Unfortunately, whether you like it or not–recruiters are humans with biases, and sometimes those biases include behaviors that we might think are no big deal, but for reasons unknown, they just absolutely can’t stand. Every recruiter is different, but here are a few habits that can have a big influence in terms of how they perceive you as a job candidate.
Too much movement shows that you’re nervous. And while recruiters expect some of that, it can be extremely distracting for hiring managers when they see you constantly shifting. Body language is only relevant within the context of the specific interview.
Yes, it’s important to appear serious, but recruiters are human beings who still respond to visual cues, and that includes smiles. Imagine you’re meeting someone for the first time, and while they shake your hand, their mouth remains in a neutral expression. It can come across as a little rude right? A job interview is no different. Denise Dudley, professional trainer previously told Fast Company that smiling makes someone appear more attractive, intelligent, relaxed, and sincere compared to those who didn’t smile.
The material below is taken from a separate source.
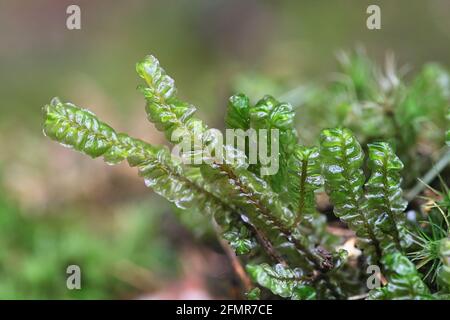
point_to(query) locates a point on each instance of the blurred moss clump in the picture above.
(122, 259)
She went on to say that seeing someone smile activates the reward centers in our brain, releasing those feel-good neurotransmitters.
3. Stumbling On The Interviewer’s Name
Some people have difficult names, and while it might be socially acceptable at a cocktail party to stumble across someone’s difficult name and then casually say “sorry, I’m really really terrible with names!”, a job interview is a place where you want to avoid this from happening. In a previous article for Fast Company, emotional intelligence expert Harvey Deutschendorf suggested that if we’re not sure how to pronounce someone’s name when they introduce themselves to us, we should ask them to clarify and repeat it back to them until we get it right. Deutschendorf wrote, “This may feel a little awkward but it shows you actually care–and it’s better than mishearing a name, not bothering to correct it, and bungling (repeatedly) later.”